Somewhere too, I saw there was a poll saying three out of four Canadians want the real madman in the world’s midst out.

We are at war, waging many battles and on many fronts against many real ‘madmen’. They are not Milei, Trump or Wilders, but the self confident b….ards at COP 28 who are trying to micro-manage every aspect of our lives. New fronts keep opening up but old ones mustn’t be forgotten. This week for example saw Trump’s gag order reinstated by an appeal court in New York. At least he can get some comfort from Bernie Marcus, the billionaire founder of Home Depot, who threw his more than two penn’orth behind the former President, saying his support would continue even if the GOP frontrunner is convicted. We have to hope there are a few more like him because the ‘have it in for Trump’ Judge Tanya Chutkan (the one who stated in advance of the case that Trump ‘should be prosecuted and imprisoned) on Friday afternoon denied the former President’s motion to dismiss his election interference charges on grounds of presidential immunity. This came just hours after a federal appeals court denied separate efforts from Trump to have multiple lawsuits thrown out that held him liable for the Jan. 6 Capitol riot on the grounds of his immunity.

So at the end of this week it’s not looking so great for Trump, though we should ever remember, adversity is what he thrives on. According to Forbes, it’s likely Trump could appeal the appeals court’s ruling to the Supreme Court. The Democrats should start to worry. If he wins next year the jury is out on the question of whether his retribution will match (or exceed) the injustices he endured as Victor Davis Hanson puts it.

Meanwhile Spain’s protests against the trashing of its constitution continued and still no one cares – except our readers it seems – though their fragile democracy is at stake as a Spanish patriot explained here. 

Here at home there was not much to cheer about unless we count Dame Jenny Harries admitting at the Hallett inquiry that masks were useless against Covid and may have made it worse (maybe she’d read this before testifying, the nth such study).Then there was Michael Gove’s great admission that, er, after all, perhaps Covid was made in a lab. And we are expected to be grateful for this ‘honesty’. When exactly did this revelation come to him? And why didn’t he ‘share’ his enlightenment before? Don’t worry, this was no latter day St Paul. Gove not only reaffirmed his ‘belief’ in Lockdown, his criticism was it just should have come earlier. One can see why of course. That covid peaked before Lockdown hit in; that its ‘retreat’ had nothing to do with Lockdown might have been harder to disguise with this timing. Never forget Gove and Harries were two of those centrally responsible for the havoc wreaked on this country when Gove’s ‘exceptional intelligence’ was used for the forces of darkness. I suspect it still is. And no, several people have asked me – he never did answer my letter of November 2020. Here it is again, Michael, lest you’ve forgotten.

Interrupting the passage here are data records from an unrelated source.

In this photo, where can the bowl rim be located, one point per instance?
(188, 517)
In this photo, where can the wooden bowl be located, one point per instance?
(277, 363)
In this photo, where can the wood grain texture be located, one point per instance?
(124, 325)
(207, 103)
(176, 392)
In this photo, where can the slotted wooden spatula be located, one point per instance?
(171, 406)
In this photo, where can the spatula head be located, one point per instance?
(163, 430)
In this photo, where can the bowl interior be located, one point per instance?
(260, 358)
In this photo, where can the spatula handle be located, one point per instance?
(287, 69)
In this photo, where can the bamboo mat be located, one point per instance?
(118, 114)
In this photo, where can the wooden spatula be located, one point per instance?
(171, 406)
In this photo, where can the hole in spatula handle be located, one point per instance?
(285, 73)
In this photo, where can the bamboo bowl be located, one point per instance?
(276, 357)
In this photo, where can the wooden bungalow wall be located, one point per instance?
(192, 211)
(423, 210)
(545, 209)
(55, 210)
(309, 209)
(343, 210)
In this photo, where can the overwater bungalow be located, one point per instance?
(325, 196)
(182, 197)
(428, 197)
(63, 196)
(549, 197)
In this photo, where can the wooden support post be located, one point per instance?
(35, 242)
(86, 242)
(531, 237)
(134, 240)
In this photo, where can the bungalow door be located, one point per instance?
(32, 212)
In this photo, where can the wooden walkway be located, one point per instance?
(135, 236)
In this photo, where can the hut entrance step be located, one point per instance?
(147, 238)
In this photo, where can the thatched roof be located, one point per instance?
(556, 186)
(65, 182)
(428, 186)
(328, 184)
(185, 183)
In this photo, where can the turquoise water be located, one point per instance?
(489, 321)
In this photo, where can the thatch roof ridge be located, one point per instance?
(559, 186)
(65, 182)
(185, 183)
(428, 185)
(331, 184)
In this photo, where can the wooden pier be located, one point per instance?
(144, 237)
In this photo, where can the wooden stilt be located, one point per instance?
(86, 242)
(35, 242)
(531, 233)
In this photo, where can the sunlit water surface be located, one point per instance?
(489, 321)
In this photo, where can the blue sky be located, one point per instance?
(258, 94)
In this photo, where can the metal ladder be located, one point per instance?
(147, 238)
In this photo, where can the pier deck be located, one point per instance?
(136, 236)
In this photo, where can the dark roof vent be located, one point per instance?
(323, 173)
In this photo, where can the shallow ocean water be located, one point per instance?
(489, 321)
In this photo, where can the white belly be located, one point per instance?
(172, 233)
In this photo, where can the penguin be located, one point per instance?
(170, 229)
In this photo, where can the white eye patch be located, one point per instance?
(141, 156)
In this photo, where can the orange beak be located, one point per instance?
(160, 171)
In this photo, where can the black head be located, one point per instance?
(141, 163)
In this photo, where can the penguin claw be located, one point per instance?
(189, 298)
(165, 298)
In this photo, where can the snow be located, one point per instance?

I know I haven’t mentioned the dreaded COP 28. Well my week ended as their ghastly week began. Seeing the man who says he is King, the man who said he wouldn’t be political, pontificating from the podium along with all the rest of the world’s uber rich, jet setting, climate scamsters was not a great end to it. If they are not having a laugh, they are mighty pleased with themselves. It was a while before I could reach for the Gordon’s and get a Tonic out of the fridge for an end of the week calm me down.